Einig sind sich die alten und jungen Ost-Berliner aber in ihrer Offenheit gegenüber dem neuen Publikum, das nun auch in die Arena kommt. „Wir hatten eine schöne Vergangenheit, aber jetzt sind wir alle gleich. Die einen durften es miterleben und die anderen halt nicht", erklärt Ralle mit einem Schmunzeln im Gesicht. Der General sieht dies genauso: „Egal ob Zugezogener, Ost- oder West-Berliner. Jeder, der die Eisbären liebt, kann seine Fankultur so ausleben, wie er das will. Aber sicher wünsch' ich mir ein wenig mehr Enthusiasmus von einigen Fans."

Der Verein Eisbären Berlin verkauft mittlerweile auch Merchandising-Artikel von Dynamo. „Die wissen ganz genau: Ohne diese Vergangeheint und die ganzen Verrückten würde es den Verein gar nicht geben", erklärt Ralle. Die Eisbären haben so eine Brücke geschaffen: Sie sind sowohl Anlaufpunkt für viele Menschen, deren Land, in dem sie groß geworden sind, verschwunden ist, als auch für Neu-Berliner, die die DDR gar nicht kannten. „Mir sagte ein älterer Fan mal, dass das ein Verein ist, der in der gesamtdeutschen Liga spielt, aber ein Stück weit noch aus dem alten System hervorgegangen ist", erzählt der General. „Er war bei Weitem kein Systemfreund, aber er hat das Gefühl gehabt, dass ihm etwas gefehlt hat, bis er zu den Eisbären ging."
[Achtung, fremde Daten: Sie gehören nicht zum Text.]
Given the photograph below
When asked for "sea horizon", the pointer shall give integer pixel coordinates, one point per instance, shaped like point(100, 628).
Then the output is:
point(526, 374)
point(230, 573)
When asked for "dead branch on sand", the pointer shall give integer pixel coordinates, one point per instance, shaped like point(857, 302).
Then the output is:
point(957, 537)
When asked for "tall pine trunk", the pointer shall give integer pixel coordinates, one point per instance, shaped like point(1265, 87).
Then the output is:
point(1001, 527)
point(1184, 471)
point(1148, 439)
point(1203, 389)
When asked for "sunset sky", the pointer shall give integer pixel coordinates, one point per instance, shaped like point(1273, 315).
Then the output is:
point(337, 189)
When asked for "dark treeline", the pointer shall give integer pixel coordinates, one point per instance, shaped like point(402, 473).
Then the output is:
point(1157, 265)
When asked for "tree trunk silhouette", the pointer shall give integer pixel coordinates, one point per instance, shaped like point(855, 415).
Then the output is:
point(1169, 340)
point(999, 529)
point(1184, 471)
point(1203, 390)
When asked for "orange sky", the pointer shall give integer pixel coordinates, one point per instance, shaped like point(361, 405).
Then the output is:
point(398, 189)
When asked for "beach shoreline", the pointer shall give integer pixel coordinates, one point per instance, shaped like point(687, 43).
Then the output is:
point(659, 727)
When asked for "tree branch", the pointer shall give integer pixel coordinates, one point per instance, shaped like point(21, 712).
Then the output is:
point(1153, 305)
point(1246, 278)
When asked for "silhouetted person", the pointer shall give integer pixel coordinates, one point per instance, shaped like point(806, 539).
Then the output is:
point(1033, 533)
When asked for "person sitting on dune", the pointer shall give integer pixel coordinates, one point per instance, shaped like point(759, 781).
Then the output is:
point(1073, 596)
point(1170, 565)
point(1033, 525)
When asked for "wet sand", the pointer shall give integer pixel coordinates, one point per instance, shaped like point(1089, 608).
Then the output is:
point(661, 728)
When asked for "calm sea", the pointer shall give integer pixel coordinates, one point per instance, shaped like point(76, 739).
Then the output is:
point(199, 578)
In der Fanszene will man künftig Themenabende anbieten, die die jungen Anhänger über die Dynamo-Vergangenheit aufklären. Zudem kämpfen sie dafür, dass die weinroten Dynamo-Meisterbanner aus dem Wellblechpalast in die Arena gehängt werden. Trotz des Dynamo-Kults erkennt man aber auch die Grenzen in der Fanszene. „Es darf aber auch trotz der ganzen Euphorie—auch meinerseits—nicht zuviel werden mit Dynamo. Diese Zeit ist vorbei und das ist auch in Ordnung", erzählt der General. Für Ralle sind die über zwanzig Jahre als Eisbär auch eine Herzensangelegenheit geworden: „Ich bin kein Ewiggestriger, da sind zwei Seelen in meiner Brust. Wir sind jetzt die Eisbären, aber wir sind auch Dynamo."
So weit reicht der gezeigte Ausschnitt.